If the development team is our customer, we must uncover the experience they expect from us. This is not an easy task. In many cases, developers may expect an experience similar to a cloud experience. This is often summarized as "give me the resources but stay out of the way."
Let's run with that expectation. How can infrastructure teams provide the right resources but stay out of the way? Here are a few steps to consider:
- Create service catalogs and expose all infrastructure resources as self-service consumable items.
- Identify organizational policies that impact tools and frameworks used by developers.
- Identify the enterprise products supporting those frameworks.
- Map organizational policies to features in these products.
- Does the framework support data-at-rest encryption? Does the organization need it?
- Does the framework support a way to track vulnerabilities and remediate container images?
- Does the framework integrate with my existing physical and virtual infrastructure?
- Does the framework support multi-data center and multicloud deployments?
- Which components do we protect or back up in these frameworks?
- Identify and define integration points between the infrastructure and the microservices frameworks.
- Enable infrastructure automation and orchestration. Make it easier for it to be consumed by microservices frameworks.
- Set up a new set of requirements for any new infrastructure to provide APIs and capabilities that can easily integrate with the microservices frameworks.
This scenario is a combination of the previous two. From the perspective of infrastructure teams, there is no DevOps, so they can start preparing infrastructure for it. At the same time, with cloud-based solutions already widespread throughout the organization, they're late to the game. So, where do we start?
- Track the tools and frameworks. If infrastructure teams are using the upstream versions, or don't have tools for governance and lifecycle management tools, this scenario is a version of scenario 2 above. The enterprise products supporting microservices frameworks can run in the cloud and on premises. These frameworks tend to have a strong hybrid cloud capability. Consider preparing your infrastructure to work with the microservices frameworks in the hybrid cloud configuration. A well-designed implementation of a mature microservices framework allows for the easy transition of workloads between on premises and public cloud.
- Create a cloud experience for your organization. Infrastructure teams need to operate as a service brokerage for the organization. It's not about buying multiple clusters of an OEM solution to achieve redundancy and call it "cloud ready." Delivering the cloud experience should contemplate designing for service availability, even during the failure of components. Think about storage service in a cloud environment. There are disk and node failures behind the scenes, but the service is still there. We must provide that experience in our infrastructure. This is part of what we can achieve by using software-defined storage (SDS), software-defined networking (SDN), or even going with software-defined data center (SDDC) solutions.
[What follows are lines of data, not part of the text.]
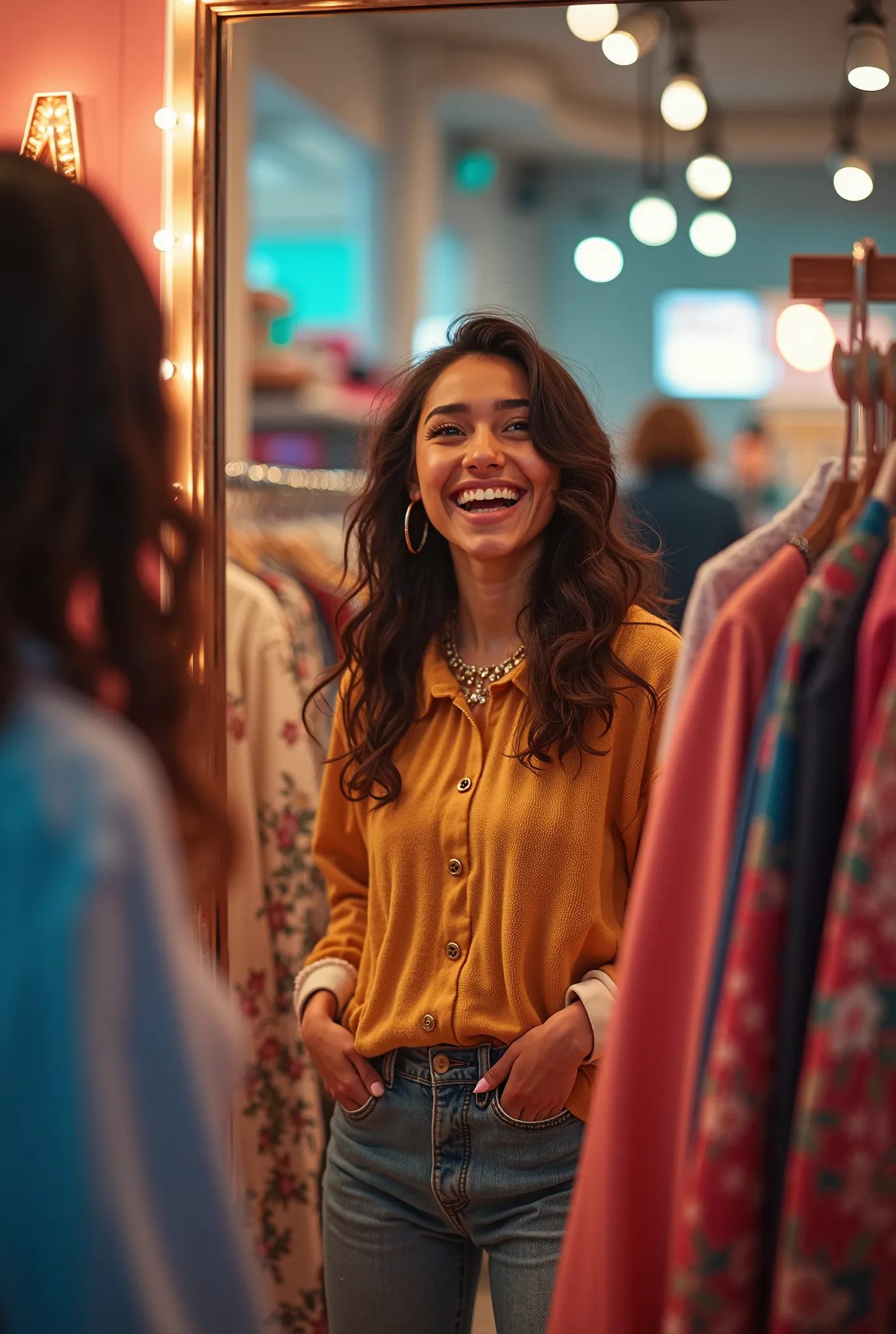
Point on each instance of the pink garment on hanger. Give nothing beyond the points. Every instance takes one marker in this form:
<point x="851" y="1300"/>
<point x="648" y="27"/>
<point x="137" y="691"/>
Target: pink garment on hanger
<point x="875" y="653"/>
<point x="613" y="1264"/>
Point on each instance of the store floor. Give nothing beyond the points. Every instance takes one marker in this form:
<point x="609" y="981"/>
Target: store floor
<point x="483" y="1317"/>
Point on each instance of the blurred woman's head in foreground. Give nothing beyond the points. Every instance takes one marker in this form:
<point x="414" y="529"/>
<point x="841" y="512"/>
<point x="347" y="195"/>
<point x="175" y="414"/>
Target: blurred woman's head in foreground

- Adopt automation and orchestration for everything in the data center. We must provide the services while staying out of the way.
If you find yourself overwhelmed by a torrent of tools, frameworks and platforms, remember that there is no such thing as buying DevOps. Many tools support agile methodologies and techniques used in DevOps.
DevOps is an outcome-driven culture. Instead of focusing on what to buy, focus on enabling and delivering the experience to your internal customers: the developers and applications teams. It can be a bumpy ride but one that's well worth taking.